Education & Certification

Undergraduate Degree: University of Washington - Bachelor of Science, Construction Management

Graduate Degree: University of Washington - Juris Doctor, Law

Test Scores

SAT Math: 710

LSAT: 165


Computers/Technology, Fishing, Sports, Debate

Q & A

What is your teaching philosophy?

You can't judge a fish by its ability to climb a tree. There is no universal method of explanation that every student can easily follow. If I can zero in on the right learning method, it becomes fun for everyone.

What might you do in a typical first session with a student?

Evaluate and ask questions! Getting to know the student's mastery level and best learning methods are the foundation of any course of instruction.

How can you help a student become an independent learner?

Explain the logic behind the steps rather than just train the student to repeat what was taught in study.

How would you help a student stay motivated?

Small and achievable goals to measure and reward short-term progress.

If a student has difficulty learning a skill or concept, what would you do?

Switch up the method of teaching! It's no good sticking to what doesn't work. It's far better to find a new method that inspires better information retention.
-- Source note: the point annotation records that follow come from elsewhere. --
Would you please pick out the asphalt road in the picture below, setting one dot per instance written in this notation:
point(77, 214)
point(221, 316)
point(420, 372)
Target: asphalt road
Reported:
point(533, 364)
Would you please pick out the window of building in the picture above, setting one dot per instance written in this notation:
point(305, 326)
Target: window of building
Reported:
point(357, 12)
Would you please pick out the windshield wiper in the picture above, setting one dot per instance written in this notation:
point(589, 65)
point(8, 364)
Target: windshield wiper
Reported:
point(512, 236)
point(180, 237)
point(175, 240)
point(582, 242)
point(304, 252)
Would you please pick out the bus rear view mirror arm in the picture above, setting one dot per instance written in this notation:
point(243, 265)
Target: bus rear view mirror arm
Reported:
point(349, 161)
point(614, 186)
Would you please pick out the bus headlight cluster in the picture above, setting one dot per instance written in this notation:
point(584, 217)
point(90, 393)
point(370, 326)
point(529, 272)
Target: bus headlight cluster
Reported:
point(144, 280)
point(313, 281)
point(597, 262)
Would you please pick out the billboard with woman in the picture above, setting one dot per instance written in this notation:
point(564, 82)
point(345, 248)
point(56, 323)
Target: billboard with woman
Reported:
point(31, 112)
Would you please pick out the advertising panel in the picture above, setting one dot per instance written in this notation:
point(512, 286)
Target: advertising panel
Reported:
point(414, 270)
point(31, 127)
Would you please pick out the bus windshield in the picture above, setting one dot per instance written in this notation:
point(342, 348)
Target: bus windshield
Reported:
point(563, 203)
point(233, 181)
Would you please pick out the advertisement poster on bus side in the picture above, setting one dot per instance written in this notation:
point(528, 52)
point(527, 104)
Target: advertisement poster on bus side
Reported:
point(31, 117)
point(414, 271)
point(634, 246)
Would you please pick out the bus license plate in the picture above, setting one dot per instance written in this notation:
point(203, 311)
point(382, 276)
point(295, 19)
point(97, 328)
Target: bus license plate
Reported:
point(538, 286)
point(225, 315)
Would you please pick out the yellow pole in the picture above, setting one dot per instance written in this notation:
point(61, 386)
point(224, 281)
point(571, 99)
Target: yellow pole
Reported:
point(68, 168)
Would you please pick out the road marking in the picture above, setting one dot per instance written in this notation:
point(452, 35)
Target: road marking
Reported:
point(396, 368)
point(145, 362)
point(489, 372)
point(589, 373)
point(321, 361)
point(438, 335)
How do you help students who are struggling with reading comprehension?

If the issue is with vocabulary, focus on contextual clues. If the issue is understanding, focus on breaking the passage down into distinct identified parts.

What strategies have you found to be most successful when you start to work with a student?

An analysis of their approach to a problem BEFORE I show them my own can allow me to tailor my lesson to address what specific issue they have trouble with, rather than to keep hitting on topics they have already mastered.

How would you help a student get excited/engaged with a subject that they are struggling in?

Change the approach. It's hard to be excited with a difficult subject, but if you can relate the lesson to their unique interests or learning style, they can get that "foothold" of understanding that I can build from.

What techniques would you use to be sure that a student understands the material?

Retesting. I primarily teach test prep, so that's the simplest and most informative approach. I also guide students through problems and then have them solve some while explaining to me what they're doing. I let them finish, then review at the end any areas where the wheels came off and errors started appearing.

How do you build a student's confidence in a subject?

Work with simplified versions of actual problems to rebuild understanding of the material. Each successful correct answer helps to build that confidence, and I introduce more complexity at a pace the student is comfortable with.